E’ interessante vedere che i principi ispiratori di questo “metodo esemplare” erano già stati messi in luce in passato da alcune importanti studiose di management
Negli anni 20 del secolo passato, una delle prime studiose di management, Mary Parker Follett, diceva che per poter prendere delle decisioni è prima di tutto necessario ” analizzare in modo corretto la propria esperienza. (…). e avere ben chiari i principi su cui si possono basare le nostre azioni (…)Il secondo passo è quello di assumere un atteggiamento responsabile scegliendo uno dei principi basandosi sui criteri che ognuno ritiene più corretti, criteri che ovviamente possono variare anche notevolmente da individuo a individuo, (…)
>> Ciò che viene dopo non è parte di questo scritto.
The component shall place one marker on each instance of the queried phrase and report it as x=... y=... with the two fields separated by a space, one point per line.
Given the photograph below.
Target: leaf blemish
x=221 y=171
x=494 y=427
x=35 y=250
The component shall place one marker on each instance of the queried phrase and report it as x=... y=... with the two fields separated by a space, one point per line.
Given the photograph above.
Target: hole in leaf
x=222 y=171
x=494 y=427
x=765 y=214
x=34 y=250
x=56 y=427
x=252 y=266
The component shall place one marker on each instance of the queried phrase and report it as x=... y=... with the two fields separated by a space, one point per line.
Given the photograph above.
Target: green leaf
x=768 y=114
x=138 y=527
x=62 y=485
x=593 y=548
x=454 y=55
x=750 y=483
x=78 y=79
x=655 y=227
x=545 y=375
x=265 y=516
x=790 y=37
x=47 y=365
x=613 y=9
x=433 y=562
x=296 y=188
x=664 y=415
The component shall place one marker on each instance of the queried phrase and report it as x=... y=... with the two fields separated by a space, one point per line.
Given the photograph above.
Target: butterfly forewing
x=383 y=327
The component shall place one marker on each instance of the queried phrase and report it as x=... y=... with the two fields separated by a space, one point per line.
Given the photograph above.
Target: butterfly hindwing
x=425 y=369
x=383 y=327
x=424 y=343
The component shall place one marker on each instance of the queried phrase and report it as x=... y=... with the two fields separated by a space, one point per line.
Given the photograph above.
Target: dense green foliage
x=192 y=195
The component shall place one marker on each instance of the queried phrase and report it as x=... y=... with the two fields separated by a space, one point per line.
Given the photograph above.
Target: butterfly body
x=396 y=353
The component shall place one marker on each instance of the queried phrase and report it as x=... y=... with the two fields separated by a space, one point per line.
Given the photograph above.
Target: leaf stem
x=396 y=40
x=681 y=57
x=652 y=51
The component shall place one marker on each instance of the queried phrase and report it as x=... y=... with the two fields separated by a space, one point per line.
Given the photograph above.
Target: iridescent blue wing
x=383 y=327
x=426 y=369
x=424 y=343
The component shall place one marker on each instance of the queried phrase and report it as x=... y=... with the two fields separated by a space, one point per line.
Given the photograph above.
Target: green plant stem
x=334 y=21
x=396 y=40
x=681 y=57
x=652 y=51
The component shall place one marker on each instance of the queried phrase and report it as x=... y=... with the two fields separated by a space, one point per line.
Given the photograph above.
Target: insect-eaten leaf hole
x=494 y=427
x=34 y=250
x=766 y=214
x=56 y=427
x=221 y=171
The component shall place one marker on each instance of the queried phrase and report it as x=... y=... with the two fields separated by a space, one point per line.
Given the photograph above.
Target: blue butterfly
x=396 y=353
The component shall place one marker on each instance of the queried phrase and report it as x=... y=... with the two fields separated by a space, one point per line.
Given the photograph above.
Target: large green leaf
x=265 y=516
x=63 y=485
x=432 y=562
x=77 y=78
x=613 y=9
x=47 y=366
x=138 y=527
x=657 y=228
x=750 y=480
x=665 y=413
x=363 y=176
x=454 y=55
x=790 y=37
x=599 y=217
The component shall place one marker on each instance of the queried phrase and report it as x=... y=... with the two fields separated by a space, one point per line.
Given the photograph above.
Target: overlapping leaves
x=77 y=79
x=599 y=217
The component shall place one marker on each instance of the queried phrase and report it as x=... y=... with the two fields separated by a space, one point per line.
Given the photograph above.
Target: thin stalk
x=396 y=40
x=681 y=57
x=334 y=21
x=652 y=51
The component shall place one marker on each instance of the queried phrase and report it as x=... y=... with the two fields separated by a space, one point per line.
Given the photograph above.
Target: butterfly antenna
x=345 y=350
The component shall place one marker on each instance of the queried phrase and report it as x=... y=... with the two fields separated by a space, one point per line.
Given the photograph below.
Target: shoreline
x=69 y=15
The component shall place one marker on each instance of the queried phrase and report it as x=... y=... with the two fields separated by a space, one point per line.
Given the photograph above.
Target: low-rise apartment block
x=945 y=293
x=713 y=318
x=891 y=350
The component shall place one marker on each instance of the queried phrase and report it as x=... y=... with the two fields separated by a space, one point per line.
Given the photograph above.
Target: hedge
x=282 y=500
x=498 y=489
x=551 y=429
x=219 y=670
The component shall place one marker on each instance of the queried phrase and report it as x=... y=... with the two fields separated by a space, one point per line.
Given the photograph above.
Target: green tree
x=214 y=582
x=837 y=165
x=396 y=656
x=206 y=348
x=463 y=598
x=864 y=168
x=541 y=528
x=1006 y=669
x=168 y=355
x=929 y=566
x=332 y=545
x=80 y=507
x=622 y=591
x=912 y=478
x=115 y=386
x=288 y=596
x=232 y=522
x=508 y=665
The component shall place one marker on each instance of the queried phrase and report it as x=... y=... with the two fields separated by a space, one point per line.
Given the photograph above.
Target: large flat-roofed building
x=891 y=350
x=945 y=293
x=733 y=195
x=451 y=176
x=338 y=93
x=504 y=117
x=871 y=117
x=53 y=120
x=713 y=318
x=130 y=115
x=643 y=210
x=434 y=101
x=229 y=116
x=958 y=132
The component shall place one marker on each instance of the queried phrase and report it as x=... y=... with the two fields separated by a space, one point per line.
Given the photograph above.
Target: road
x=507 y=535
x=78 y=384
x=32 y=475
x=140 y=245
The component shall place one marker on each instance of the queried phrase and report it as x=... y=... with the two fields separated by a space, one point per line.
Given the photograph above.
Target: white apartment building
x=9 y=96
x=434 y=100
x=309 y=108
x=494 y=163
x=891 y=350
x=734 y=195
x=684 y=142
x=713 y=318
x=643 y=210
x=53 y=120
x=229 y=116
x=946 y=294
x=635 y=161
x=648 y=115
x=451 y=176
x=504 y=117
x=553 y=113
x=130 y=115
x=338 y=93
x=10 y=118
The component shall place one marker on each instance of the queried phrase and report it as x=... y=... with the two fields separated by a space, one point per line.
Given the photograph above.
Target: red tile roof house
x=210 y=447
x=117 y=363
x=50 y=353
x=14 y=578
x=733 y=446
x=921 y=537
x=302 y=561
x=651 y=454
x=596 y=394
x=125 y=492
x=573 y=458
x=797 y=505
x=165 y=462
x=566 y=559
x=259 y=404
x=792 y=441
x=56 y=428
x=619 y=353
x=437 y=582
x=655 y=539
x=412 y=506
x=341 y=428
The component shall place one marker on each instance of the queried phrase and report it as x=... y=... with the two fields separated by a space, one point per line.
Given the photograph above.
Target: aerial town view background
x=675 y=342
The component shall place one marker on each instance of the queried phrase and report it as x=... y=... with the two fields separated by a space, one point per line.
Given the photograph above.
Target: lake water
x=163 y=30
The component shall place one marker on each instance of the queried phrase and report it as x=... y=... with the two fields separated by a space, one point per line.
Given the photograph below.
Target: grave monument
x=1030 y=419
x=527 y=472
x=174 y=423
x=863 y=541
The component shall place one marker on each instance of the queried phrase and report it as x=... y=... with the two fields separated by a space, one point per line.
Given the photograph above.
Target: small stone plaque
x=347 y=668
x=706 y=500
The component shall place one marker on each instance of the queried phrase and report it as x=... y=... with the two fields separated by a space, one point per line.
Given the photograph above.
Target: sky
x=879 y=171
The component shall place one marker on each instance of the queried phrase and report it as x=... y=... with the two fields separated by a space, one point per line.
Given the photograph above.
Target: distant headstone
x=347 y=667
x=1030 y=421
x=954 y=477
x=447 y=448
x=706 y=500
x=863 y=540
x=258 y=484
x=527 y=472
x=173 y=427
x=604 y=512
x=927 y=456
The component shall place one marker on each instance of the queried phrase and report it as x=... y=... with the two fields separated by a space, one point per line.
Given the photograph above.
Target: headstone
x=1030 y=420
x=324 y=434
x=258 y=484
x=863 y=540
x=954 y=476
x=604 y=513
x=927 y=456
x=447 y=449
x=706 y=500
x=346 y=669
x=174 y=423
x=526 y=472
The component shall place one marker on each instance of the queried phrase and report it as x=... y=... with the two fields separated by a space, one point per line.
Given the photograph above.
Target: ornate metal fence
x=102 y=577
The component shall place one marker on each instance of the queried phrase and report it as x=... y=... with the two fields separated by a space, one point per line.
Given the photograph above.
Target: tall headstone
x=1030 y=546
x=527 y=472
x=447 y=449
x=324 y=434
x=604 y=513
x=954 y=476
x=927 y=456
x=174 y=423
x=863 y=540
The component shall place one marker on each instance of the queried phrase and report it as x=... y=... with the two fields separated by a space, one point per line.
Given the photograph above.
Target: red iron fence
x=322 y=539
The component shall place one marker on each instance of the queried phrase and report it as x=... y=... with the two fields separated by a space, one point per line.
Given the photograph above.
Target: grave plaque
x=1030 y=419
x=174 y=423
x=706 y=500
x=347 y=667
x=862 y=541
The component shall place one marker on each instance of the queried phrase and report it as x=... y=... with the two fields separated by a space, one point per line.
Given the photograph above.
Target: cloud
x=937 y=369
Sembra un dialogo costruito a distanza con Luisa Pogliana, che non pur non conoscendo il lavoro di Mary Parker Follett (per questo il dialogo impossibile è ancora più interessante) che dice “Partire dalla realtà a cui dobbiamo dare risposte e da come noi la vediamo, non da modelli e procedure consolidate: nelle esperienze raccolte è il punto di partenza che apre a visioni e soluzioni nuove”.
Partire dai dati di realtà non vuol dire che andiamo a tentoni, il punto che vogliamo raggiungere ci è ben chiaro. Abbiamo dei “principi” su cui appoggiarci, etici, relazionali, e li verifichiamo nella prassi durante lo svolgimento delle nostre attività. La strada da percorrere per raggiungere la nostra meta non è definita a priori, la costruiremo man mano insieme alle persone con cui siamo in questo momento e con chi nel tempo si unirà al nostro percorso. E abbiamo anche il coraggio di fermarci se l’incontro con la realtà ci chiede di farlo, riconoscendo che una pausa e un ripensamento possono essere necessari, senza per questo perdere la bussola del nostro agire.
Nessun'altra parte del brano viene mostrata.